Being raised by alcoholics is like being born into a family where one of the first lessons you’re taught is that red is blue. Every time you see red, you’re told it’s blue. You’re even complimented on your acuity when you point to red and say, "Blue!" Everyone within the family’s inner circle agrees that red is blue, and they feel so strongly about it that they will fight anyone who disagrees.

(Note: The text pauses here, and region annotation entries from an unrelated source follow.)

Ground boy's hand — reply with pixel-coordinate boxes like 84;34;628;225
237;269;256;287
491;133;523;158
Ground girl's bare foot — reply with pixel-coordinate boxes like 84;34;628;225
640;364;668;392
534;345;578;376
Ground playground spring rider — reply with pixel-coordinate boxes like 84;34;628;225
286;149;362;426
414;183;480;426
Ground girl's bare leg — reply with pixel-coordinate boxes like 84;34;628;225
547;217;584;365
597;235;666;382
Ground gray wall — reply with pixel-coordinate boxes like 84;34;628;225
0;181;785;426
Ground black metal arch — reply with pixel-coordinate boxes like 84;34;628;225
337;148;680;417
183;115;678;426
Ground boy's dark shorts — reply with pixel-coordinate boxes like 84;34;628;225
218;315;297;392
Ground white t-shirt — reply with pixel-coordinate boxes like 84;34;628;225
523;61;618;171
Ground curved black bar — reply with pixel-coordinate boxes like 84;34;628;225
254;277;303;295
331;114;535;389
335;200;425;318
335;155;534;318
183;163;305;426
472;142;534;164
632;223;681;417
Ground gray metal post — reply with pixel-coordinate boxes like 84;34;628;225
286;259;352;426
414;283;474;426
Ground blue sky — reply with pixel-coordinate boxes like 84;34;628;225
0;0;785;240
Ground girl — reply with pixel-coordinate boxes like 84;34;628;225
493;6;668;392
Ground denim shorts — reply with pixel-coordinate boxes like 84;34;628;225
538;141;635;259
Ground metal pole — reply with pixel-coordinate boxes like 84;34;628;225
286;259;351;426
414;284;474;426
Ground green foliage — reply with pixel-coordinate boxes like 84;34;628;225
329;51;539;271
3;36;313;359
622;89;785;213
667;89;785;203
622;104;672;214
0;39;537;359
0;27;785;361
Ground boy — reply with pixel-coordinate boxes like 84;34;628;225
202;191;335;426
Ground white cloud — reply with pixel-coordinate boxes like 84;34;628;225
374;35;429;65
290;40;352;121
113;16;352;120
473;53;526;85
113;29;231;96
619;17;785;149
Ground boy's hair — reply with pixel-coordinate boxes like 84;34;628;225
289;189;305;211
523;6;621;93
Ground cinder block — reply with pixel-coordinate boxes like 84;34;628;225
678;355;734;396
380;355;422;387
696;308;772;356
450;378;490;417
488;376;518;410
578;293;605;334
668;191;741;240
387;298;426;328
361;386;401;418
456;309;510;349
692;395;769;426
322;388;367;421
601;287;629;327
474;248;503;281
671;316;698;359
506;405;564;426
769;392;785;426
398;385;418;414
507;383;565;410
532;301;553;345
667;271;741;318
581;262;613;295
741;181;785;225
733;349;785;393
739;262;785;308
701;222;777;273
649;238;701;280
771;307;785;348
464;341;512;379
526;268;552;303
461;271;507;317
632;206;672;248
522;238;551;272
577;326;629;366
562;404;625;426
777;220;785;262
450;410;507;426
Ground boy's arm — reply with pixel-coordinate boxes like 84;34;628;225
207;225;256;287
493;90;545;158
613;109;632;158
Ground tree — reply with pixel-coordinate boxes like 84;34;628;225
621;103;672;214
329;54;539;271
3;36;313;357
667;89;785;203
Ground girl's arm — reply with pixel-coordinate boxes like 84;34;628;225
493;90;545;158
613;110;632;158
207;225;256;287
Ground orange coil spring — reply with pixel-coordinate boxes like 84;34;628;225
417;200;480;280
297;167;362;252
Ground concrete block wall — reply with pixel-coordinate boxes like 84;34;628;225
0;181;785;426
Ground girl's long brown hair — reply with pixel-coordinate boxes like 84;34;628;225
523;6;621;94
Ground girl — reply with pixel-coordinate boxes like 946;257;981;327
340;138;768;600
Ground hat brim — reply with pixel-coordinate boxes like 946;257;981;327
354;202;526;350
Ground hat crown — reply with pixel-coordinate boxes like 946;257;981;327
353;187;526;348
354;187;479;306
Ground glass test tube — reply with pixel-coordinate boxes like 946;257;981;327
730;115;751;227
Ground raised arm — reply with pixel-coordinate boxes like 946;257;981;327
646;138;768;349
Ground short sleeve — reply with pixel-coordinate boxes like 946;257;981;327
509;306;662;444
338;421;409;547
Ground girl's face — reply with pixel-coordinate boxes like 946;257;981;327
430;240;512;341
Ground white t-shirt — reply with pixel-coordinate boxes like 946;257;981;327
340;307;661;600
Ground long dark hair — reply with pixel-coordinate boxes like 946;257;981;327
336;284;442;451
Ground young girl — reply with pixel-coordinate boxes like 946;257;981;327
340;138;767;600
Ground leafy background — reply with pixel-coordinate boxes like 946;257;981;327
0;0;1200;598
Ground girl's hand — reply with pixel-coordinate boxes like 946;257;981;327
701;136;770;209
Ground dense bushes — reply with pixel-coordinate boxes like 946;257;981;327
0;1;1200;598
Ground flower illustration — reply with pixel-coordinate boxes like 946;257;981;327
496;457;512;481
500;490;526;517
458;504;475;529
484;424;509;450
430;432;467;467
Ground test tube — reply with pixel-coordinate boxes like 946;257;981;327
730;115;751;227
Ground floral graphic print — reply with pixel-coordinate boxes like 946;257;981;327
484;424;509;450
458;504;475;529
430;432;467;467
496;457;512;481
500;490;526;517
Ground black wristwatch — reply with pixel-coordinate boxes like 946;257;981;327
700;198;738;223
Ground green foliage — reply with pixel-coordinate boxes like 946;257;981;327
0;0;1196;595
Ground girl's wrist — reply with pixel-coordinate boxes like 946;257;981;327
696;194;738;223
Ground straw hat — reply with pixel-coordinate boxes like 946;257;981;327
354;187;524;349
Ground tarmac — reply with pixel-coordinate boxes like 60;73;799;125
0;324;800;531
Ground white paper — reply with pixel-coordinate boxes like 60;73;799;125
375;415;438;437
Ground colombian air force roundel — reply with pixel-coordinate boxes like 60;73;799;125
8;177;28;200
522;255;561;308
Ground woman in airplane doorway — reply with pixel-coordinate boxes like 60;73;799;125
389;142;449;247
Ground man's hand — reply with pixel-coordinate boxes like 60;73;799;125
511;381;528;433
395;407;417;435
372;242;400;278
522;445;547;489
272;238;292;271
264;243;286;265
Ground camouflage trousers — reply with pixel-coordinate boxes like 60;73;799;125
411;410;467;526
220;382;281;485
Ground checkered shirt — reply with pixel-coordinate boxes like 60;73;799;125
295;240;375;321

You grow up, step out into the world and there you meet people who say, quite comfortably, "No, no, that’s not blue, that’s red." You say to them with a snort, "You’re crazy!" And you go about finding others like yourself who believe that red is blue. And there are lots of them. But enough people have pointed out to you that you’re wrong, red is red; you begin to doubt your own sanity. And the more doubts you have, the more vehemently you feel the need to defend your family’s position that red is blue.

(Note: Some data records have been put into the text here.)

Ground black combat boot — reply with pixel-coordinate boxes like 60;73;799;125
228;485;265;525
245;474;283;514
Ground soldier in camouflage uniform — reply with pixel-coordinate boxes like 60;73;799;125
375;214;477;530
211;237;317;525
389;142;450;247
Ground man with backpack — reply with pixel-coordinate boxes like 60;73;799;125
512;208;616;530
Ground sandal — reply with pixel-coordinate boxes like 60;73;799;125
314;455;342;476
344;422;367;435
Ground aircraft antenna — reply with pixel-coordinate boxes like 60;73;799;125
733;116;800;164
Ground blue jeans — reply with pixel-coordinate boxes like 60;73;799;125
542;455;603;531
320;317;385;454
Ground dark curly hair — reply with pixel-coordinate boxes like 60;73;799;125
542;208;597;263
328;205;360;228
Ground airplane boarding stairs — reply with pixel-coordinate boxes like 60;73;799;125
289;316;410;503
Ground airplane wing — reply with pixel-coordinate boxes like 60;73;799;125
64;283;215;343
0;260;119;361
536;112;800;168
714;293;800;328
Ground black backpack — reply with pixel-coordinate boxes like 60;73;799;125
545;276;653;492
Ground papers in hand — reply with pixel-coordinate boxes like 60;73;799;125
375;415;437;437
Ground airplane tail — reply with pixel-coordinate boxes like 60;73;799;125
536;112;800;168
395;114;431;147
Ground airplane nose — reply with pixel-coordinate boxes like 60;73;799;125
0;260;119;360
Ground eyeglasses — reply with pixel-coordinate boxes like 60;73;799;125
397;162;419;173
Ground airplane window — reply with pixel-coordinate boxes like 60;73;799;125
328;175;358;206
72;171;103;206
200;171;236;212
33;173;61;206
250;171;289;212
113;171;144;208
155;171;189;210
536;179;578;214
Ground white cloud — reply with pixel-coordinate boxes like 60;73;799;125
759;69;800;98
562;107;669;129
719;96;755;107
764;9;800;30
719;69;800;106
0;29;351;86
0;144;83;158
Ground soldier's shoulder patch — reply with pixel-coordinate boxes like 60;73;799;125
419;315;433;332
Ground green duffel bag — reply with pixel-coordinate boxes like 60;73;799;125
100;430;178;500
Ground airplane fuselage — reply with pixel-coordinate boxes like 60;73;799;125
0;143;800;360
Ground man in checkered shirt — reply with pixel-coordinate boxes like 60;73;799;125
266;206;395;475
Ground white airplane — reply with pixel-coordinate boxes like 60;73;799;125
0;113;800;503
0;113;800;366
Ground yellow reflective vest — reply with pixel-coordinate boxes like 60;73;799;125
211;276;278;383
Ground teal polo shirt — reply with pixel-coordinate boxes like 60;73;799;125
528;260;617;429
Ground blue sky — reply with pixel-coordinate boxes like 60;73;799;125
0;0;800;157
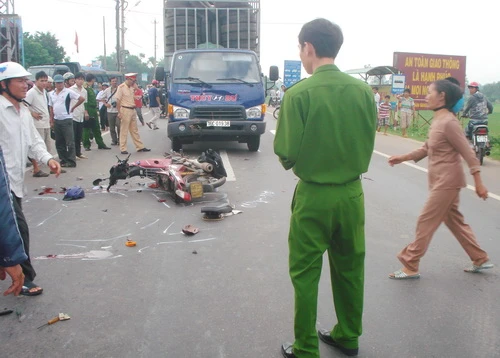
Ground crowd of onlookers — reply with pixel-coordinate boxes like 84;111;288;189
0;62;164;296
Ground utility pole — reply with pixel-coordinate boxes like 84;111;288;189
121;0;125;61
153;19;158;71
116;0;122;72
102;16;108;70
0;0;24;65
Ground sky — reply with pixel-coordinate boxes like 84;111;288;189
14;0;500;84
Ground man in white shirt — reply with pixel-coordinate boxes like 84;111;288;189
49;75;85;168
70;72;89;159
103;77;121;145
26;71;52;178
96;82;109;131
0;62;61;296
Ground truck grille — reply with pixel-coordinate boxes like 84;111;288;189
191;106;246;121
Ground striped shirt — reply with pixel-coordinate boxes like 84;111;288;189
0;95;52;198
378;102;392;118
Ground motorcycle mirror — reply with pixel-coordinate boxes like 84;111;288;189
92;179;106;186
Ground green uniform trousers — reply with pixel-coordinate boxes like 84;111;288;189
288;179;365;358
82;118;106;148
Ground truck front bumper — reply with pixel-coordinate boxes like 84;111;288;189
167;119;266;142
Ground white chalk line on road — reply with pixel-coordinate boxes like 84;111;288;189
269;130;500;201
219;150;236;181
373;150;500;201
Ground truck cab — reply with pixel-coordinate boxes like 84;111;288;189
167;48;266;152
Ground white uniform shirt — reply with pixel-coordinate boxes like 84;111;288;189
26;86;50;128
103;87;118;113
0;95;52;198
49;88;80;121
95;87;109;110
69;85;88;123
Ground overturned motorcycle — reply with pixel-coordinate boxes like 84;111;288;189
93;149;232;220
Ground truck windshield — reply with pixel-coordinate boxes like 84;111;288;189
172;52;260;84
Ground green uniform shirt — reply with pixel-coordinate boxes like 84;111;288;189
274;65;377;184
85;87;97;119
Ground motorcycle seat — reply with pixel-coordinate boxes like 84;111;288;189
201;204;233;214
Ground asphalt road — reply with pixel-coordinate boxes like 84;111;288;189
0;110;500;358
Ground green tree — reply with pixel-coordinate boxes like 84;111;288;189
23;31;66;68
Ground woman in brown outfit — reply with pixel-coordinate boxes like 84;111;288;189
389;80;493;280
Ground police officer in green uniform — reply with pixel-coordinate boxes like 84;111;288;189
274;19;377;358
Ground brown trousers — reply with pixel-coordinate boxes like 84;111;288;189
398;189;488;271
120;108;144;152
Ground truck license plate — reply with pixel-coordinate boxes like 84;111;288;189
207;121;231;127
189;181;203;199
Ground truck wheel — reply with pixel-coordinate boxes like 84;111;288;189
247;136;260;152
171;138;182;152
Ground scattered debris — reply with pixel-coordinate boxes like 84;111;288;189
182;225;200;236
125;239;137;247
38;187;58;195
16;307;26;322
38;313;71;329
0;308;14;316
222;210;243;217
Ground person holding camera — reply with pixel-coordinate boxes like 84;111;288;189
83;73;111;150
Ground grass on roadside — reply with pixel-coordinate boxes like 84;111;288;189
387;104;500;160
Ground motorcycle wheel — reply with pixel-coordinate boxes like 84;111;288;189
476;148;484;165
273;107;280;119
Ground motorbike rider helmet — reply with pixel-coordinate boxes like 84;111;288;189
63;72;75;81
0;62;31;81
63;186;85;201
0;62;31;102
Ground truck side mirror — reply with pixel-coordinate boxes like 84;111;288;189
155;67;165;81
269;66;280;82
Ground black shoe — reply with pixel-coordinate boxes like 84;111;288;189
281;342;297;358
318;329;359;357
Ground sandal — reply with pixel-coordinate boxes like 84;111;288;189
21;280;43;296
464;261;495;273
389;270;420;280
33;170;49;178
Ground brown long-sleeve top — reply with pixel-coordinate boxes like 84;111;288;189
409;111;480;190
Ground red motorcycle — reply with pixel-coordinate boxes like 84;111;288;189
93;149;232;210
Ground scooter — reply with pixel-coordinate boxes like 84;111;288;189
471;124;491;165
93;149;232;204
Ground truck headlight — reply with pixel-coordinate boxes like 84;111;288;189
246;106;262;119
173;106;189;119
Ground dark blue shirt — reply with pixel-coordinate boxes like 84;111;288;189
148;87;160;107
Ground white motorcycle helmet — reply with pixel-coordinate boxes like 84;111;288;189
0;62;31;102
0;62;31;81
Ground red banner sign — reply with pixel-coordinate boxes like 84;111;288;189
393;52;466;109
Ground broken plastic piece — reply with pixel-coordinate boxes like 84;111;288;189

50 Reader Comments (so far…) Sign In or Register to comment
That must have been very hurtful to have a mother still insisted on her death bed, dyinig from alcoholism, that her loving and concerned daughter was a liar and a traitor.
Denial is the very basic nature of the disease as in most addictions. These situations are so sad for the alcholoic and for the family members and friends.

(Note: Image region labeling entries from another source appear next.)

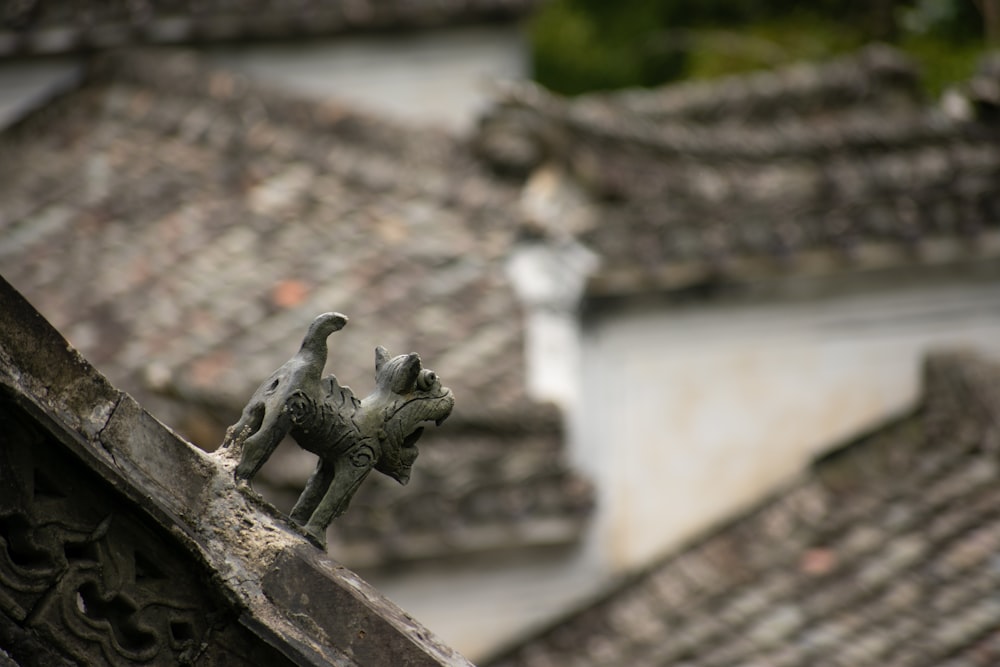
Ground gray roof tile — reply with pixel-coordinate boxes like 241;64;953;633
477;47;1000;295
0;0;538;57
0;53;590;564
490;354;1000;667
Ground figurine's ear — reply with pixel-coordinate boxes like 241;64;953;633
375;345;389;377
392;352;420;394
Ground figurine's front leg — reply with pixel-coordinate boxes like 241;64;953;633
292;459;336;524
305;444;375;548
236;409;292;480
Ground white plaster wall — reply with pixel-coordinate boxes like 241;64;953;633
574;282;1000;572
210;25;528;131
359;550;609;663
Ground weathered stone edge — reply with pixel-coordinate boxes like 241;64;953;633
0;277;471;666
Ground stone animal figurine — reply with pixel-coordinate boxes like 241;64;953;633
220;313;455;547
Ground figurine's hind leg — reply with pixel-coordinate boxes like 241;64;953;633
292;459;336;524
305;446;374;548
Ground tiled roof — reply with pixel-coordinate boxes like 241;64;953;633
0;53;589;568
490;354;1000;667
478;46;1000;292
0;0;538;57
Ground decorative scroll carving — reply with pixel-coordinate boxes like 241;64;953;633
0;403;215;665
220;313;455;546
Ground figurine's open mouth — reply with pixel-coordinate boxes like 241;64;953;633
403;426;424;447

The 12-Step programs have done a world of good for family members alcoholics and other addicts who won’t get help. No one can change anyone else but at least familiy members and friends can get the help and support they need when their circle includes and alcholic or addict.
Someone who is addicted to alcohol to me is no different than someone who is addicted to drugs. I consider both to be substance abuse. I have both in my family.
I have a problem when I hear these addictions called a disease. A disease is something you have absolutely no control over. An addition to something is when you do something you like and choose, and continue to abuse even when you realise it is becoming a problem.
Take for instance, cigarette smoking - people start and then get addicted to them - do you hear that being called a disease?
I agree that addiction is hereditary. I’ve seen it first hand in my family and my husbands. Those aren’t the only addictions I seen first hand, gambling can ruin lives just as much as the above mentioned addictions.
One of the best approaches I’ve read was to never use the word "choice" with an active user because it’s loaded with negative judgment, yet that same word can be very empowering for someone who has established a period of sobriety.
I view addiction as a disease similar to diabetes - there is no cure and the condition needs to be actively managed for the healthiest outcome.
This article hit home. In my journey to find "normal" I found out that white was white and black was black. I spent years trying to convince them. What I found is that I was never going to change them. They were convinced that white was black. I had to save myself, heal myself and accept them.
I hope that you have found peace with the way your family chose to live their lives and raised you. Even today, knowing all the we do about alcoholism and the hazards of smoking- it is just as often glorified as it is shown as a warning of what not to become.
I grew up with a father who thought that a few drinks after work was relatively normal (he grew up seeing the same). There was nothing wrong with finishing his beer as a young girl. There was nothing wrong with his increasingly erratic temper. There was nothing wrong when he threw a knife between my mum and I in a drunken rage.
We use covers to hide what we really do not wish to see. Alcohol, cigs, gamblings, drugs, et cetera are enablers for people who cannot face reality. Before you know it, the addicted person is headed on the path of a downward spiral. Just remember that you cannot cure a person with addiction- you can only remove yourself from the negativity and find the light again.